MetadataShow full item record
As our society continues to promote vehicles as the primary means of travel, pedestrians and bicyclists in local communities tend to be neglected, causing unsafe conditions for those travelers. To combat this, road diets are being implemented which are proving to be a cheap and effective means to increase safety by reducing traffic speeds. A road diet is a general term used to describe the reduction of lanes along an existing roadway with the goal of slowing traffic. This reduction allows for space to be repurposed for other uses, such as expanding shoulders, providing parking, or bike lanes. Research into road diets has shown that they improve safety, however little research behind congestion impacts has happened. In the state of New Jersey, the need for bicycle and pedestrian friendly infrastructure is evident, with 50 road diet projects already completed, and more on the way. The purpose of this study is to analyze road diets in NJ and provide a means of measuring congestion for the upcoming projects in the state by analyzing already existing road diets through performance measures to analyze potential shifts in speed along corridors with a road diet. Anonymous Probe Vehicle speed data was used and was obtained through spatially defined Traffic Message Channels. Road diets with reliable data available and without prolonged external events were analyzed. Based on this criterion two study sites were chosen: Washington Avenue in Green Brook Township and Montgomery Street in Jersey City. Figures are only shown for Washington Avenue. Performance measures used were in the form of speed distribution heat maps, modified vertical box and whisker (BW) plots, and cumulative frequency diagrams.

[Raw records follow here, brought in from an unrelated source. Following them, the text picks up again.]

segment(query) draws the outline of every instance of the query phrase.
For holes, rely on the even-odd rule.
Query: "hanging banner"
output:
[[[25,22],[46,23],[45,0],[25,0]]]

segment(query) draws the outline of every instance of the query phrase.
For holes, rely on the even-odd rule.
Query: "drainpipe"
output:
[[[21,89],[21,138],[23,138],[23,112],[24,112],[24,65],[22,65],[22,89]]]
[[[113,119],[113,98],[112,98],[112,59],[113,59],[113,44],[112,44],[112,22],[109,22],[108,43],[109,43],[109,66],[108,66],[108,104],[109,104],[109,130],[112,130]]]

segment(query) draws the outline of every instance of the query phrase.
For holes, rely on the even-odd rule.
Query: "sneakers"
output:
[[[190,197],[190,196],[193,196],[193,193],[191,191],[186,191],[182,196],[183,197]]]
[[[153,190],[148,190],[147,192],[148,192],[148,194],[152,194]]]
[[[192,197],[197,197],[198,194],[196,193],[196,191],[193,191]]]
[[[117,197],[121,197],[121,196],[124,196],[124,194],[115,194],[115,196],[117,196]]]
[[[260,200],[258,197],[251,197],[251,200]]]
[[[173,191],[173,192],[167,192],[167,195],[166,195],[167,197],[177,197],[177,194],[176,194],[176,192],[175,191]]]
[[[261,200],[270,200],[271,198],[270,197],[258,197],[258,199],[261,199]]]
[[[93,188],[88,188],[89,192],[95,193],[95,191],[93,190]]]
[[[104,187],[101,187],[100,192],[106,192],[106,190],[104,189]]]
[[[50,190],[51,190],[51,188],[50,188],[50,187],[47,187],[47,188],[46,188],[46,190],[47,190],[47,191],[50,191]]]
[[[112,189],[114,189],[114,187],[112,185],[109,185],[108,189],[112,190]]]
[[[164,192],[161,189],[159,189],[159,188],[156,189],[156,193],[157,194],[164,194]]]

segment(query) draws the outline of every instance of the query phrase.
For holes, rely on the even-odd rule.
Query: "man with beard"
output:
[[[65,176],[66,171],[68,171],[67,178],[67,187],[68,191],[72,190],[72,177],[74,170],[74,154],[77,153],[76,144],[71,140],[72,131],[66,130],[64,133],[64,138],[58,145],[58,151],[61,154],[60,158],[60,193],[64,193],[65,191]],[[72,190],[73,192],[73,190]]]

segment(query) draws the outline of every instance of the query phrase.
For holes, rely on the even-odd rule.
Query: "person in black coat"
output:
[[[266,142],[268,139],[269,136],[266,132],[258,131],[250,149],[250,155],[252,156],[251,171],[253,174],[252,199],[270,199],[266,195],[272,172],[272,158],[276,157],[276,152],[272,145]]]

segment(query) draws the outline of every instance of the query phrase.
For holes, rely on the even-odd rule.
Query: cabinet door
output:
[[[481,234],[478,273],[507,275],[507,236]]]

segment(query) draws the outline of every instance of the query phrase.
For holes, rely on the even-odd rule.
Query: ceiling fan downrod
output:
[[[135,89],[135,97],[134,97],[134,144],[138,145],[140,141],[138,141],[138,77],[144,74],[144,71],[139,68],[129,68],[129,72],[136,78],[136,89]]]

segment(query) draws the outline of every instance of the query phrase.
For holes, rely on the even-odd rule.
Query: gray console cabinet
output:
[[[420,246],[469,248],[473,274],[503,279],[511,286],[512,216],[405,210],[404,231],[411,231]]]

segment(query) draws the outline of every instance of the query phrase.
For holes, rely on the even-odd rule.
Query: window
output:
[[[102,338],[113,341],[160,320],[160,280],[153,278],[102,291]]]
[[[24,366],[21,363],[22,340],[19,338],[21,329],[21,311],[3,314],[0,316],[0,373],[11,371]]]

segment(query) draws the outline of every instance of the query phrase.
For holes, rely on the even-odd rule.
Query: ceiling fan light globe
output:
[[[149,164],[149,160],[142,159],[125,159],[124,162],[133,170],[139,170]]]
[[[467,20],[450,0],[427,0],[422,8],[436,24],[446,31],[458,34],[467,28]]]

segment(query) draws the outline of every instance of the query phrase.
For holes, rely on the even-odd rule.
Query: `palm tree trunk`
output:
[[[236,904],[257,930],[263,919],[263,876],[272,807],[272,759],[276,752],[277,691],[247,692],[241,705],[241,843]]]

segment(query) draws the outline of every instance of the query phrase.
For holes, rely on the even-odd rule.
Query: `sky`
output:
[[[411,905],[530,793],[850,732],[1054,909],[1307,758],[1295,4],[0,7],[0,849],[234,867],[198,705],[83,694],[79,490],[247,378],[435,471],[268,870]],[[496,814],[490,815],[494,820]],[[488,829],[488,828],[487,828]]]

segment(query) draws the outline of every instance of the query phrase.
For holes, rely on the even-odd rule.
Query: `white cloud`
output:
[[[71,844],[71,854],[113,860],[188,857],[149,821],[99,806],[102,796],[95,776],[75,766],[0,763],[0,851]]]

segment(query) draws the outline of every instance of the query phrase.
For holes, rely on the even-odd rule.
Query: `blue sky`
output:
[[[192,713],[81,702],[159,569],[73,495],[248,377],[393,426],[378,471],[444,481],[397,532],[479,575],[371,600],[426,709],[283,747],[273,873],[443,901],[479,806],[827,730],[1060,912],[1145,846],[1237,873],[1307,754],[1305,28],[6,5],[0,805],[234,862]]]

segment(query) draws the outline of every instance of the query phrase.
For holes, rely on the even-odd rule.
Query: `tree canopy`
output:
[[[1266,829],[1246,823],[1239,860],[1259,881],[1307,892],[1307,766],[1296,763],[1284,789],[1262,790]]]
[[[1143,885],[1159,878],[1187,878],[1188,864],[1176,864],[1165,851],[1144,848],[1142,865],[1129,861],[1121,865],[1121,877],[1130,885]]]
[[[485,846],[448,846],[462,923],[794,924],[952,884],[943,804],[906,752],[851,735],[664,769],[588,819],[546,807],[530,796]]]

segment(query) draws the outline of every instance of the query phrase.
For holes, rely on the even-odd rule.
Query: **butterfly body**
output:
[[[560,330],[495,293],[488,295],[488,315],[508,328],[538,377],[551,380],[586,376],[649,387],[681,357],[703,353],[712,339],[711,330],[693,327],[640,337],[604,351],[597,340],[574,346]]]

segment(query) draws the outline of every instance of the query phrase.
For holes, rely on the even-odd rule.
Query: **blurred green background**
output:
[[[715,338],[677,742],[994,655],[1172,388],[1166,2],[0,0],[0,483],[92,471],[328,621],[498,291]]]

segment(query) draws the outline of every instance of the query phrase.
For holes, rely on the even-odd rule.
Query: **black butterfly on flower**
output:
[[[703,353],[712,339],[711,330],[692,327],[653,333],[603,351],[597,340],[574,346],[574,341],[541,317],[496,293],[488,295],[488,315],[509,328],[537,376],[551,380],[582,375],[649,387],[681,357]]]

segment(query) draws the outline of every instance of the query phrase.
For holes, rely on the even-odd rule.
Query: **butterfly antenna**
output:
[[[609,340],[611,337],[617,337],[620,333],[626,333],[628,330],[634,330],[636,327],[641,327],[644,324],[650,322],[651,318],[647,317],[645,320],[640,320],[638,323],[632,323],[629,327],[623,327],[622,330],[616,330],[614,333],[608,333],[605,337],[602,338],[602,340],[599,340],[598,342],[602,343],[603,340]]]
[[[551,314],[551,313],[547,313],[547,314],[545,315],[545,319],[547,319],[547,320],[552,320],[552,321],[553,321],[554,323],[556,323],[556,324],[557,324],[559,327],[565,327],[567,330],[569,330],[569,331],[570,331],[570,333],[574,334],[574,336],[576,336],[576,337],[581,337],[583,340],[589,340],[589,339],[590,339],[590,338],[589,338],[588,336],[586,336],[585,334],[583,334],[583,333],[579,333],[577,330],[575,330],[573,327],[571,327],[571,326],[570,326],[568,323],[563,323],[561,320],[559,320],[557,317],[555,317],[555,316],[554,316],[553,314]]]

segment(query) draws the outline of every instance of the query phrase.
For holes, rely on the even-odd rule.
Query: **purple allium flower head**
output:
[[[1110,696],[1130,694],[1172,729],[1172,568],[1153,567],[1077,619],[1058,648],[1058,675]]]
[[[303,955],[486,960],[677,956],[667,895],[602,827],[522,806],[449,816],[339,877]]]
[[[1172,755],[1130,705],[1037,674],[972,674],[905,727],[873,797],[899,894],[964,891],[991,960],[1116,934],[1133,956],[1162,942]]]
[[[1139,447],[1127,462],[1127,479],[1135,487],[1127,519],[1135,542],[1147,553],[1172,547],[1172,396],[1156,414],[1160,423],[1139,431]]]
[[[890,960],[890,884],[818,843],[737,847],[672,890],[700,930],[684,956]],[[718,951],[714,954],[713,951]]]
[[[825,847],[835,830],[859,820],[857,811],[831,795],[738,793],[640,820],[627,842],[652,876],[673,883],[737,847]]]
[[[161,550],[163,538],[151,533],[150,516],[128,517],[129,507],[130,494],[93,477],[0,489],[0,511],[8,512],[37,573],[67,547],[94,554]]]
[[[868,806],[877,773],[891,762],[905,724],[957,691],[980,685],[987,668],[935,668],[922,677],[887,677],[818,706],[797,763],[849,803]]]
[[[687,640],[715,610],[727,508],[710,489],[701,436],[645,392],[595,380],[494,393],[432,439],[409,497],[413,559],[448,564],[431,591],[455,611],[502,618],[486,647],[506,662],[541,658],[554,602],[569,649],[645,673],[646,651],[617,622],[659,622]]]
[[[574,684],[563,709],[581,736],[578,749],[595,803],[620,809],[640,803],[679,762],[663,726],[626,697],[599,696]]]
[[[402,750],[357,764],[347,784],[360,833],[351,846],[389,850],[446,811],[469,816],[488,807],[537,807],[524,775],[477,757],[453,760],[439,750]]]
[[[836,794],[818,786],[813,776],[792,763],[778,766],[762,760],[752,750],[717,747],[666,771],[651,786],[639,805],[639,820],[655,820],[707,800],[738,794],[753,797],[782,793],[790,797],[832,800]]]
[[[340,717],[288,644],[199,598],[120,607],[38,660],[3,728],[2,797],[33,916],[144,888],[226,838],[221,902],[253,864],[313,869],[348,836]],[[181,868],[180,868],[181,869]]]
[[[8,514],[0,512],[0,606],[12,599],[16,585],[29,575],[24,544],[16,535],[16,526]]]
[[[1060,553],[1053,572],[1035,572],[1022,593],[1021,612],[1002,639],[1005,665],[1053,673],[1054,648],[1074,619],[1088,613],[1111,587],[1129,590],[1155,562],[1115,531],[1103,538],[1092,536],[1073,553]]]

Heat maps would be used to show changes in speed patterns, the BW plots to show changes in distributions during peak hours, and CFDs to show shifts at different percentiles during peak hours. A secondary analysis of crash records was also conducted on Washington Avenue before and after road diet installation. These measures were capable of showing shifts after an event, like one caused by the implementation of a road diet.